Уилла с болью почувствовала, что этот их разговор ставит последнюю точку. Стоит ли бесполезный спор продолжать?

— Герт, я не могу жить в мире абстракций, как ты. То, что для тебя исторический мусор, для меня живые люди. Они тоже стали жертвой эксперимента. И они нуждаются в помощи. И в любви тоже, — добавила, чуть помедлив.

Философ сел, откинувшись в кресле, смотрел в упор с выражением иронического понимания. Уилла вспыхнула и отвернулась. Его дьявольская проницательность помогла ему догадаться, о чем она сейчас подумала.

— Вот мы и добрались до сути, — сказал тот, прищурив глаз. — В наших мыслях прекрасный Юноша с голубыми глазами. Так вот откуда потянуло холодком. — Он не сводил с нее глаз. — А все прочие рассуждения… Они дым, ничто.

Уилла вызывающе тряхнула головой, гордо изогнулись брови.

— Если тебя интересует это… У меня нет секретов! Ну и что? Да, мы с ним встречались. На том же самом месте и совершенно случайно.

— О да! Помню, как он на тебя тогда смотрел… Мне показалось, он был близок к обмороку. Такое зрелище! И вы встретились совершенно случайно, особенно учитывая твою способность внушать мысли на расстоянии. Он, конечно, признался тебе в любви?

— Не иронизируй! — сказала Уилла с легкой досадой. — Представь, мы понимали друг друга с полуслова. Он как будто не из этого времени! — Очень милый мальчик. — Она рассмеялась и задумалась. — Этот человек обладает удивительной способностью предвосхищать события. Он писатель и в своем романе предвосхитил даже наше появление в этом времени во всех деталях. Я думаю, это свойство тех, кто доверяет не рассудку, а лишь своему внутреннему, божественному видению.

Философ стоял теперь, скрестив на груди руки, и слегка кивал головой, как бы подтверждая сказанное. Проговорил внешне спокойно:

— Конечно, ты не могла остаться равнодушной. Женское сердце как флюгер, поворачивается в ту сторону, откуда ветер дует. Приходится делать выбор. Ну, смелее! Итак?
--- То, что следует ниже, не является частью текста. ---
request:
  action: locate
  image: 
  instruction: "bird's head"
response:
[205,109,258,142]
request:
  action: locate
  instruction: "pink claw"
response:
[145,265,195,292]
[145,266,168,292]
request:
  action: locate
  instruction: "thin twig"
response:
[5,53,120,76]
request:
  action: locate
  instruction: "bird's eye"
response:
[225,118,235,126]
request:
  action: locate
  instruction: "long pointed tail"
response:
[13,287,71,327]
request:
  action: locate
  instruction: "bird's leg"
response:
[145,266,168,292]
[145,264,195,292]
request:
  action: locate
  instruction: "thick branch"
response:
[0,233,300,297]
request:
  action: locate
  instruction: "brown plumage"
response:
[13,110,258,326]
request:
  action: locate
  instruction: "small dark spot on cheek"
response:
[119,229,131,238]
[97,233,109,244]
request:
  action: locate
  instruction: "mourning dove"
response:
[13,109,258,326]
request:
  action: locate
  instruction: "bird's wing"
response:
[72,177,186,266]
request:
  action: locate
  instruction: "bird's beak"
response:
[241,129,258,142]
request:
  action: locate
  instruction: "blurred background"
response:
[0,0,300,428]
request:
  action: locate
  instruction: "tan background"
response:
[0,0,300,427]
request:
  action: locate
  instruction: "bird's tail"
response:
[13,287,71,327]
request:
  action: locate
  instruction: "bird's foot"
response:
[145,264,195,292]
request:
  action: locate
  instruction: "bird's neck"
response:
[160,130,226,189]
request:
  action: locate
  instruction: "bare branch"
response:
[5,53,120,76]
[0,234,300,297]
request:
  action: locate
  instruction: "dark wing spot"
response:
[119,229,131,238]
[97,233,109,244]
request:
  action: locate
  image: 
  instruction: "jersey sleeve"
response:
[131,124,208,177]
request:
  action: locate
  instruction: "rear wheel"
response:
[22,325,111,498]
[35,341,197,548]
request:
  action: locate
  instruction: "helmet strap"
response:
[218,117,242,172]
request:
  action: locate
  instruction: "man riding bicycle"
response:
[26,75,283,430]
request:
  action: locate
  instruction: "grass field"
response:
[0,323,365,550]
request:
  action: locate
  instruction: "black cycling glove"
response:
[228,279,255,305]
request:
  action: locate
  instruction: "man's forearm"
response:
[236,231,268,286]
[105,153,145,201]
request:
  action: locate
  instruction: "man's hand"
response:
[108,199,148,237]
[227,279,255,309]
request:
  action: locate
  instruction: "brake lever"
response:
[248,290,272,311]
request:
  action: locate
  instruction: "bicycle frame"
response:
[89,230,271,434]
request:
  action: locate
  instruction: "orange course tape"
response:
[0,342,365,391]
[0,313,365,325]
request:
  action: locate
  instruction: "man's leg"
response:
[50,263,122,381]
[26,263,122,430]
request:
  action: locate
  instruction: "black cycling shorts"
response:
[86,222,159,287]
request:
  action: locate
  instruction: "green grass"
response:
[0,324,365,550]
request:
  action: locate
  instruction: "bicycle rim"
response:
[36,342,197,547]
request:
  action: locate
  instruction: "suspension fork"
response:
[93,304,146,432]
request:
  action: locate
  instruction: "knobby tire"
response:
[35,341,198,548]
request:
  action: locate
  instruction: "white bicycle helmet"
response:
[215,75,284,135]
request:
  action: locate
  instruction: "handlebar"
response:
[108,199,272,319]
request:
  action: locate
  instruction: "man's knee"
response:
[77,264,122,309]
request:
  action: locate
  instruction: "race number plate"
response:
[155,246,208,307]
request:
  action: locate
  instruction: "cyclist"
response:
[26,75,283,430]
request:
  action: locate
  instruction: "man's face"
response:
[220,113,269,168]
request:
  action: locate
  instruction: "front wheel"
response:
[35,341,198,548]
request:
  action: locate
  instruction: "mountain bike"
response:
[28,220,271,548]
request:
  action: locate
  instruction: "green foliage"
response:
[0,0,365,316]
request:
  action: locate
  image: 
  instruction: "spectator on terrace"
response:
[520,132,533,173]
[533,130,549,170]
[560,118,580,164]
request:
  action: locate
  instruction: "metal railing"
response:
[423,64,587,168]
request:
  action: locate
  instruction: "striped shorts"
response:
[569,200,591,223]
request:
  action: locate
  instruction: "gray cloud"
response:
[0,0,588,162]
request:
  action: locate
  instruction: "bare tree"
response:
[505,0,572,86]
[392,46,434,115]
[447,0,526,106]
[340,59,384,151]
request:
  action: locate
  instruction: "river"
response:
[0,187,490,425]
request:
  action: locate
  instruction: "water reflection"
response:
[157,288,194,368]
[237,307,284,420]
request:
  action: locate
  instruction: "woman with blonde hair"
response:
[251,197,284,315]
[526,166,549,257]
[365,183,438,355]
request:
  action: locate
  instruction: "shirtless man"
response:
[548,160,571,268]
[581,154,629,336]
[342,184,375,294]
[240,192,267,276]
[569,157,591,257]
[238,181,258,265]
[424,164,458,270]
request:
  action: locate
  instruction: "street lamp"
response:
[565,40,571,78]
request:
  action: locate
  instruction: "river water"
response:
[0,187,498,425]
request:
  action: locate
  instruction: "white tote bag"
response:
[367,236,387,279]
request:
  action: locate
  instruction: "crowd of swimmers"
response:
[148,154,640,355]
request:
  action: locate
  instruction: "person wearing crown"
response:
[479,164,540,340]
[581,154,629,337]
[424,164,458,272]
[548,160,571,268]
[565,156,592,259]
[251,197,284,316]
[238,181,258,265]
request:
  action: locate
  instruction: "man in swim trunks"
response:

— Герт, ты должен меня понять! У меня нет здесь друзей. И даже ты… — Уилла отошла к окну, как бы обозначив возникшее между ними расстояние. Отрешенно уставилась в темноту ночи, и вся ее тонкая стройная фигурка выражала душевное смятение и печаль. — Не знаю. Ничего пока не знаю. Потому я и говорю, что боюсь.

Пришелец вскинул руки как бы в насмешливом отчаянии. Воскликнул:

— Ну хорошо! Допускаю, при иных обстоятельствах это был бы опасный соперник, твой писатель. Но ревновать к призраку… Посмотри на него глазами нашего времени. Его нет на свете, он давно умер, не осталось даже следов его пребывания на земле! Здесь только двое живых — ты и я! Только ты и я! — с силой повторил Герт, глядя на Уиллу горячими глазами. Что-то вдруг переменилось в нем, будто внутренняя преграда рухнула. — И если ты обещаешь… — Он взял ее за руки, сел и властным движением притянул к себе. — Ты мне нужна, нужна! Обещай, что никогда… Ну хорошо, я сделаю то, о чем ты просишь. Не могу тебя потерять, не хочу. Считай, что ты поединок выиграла.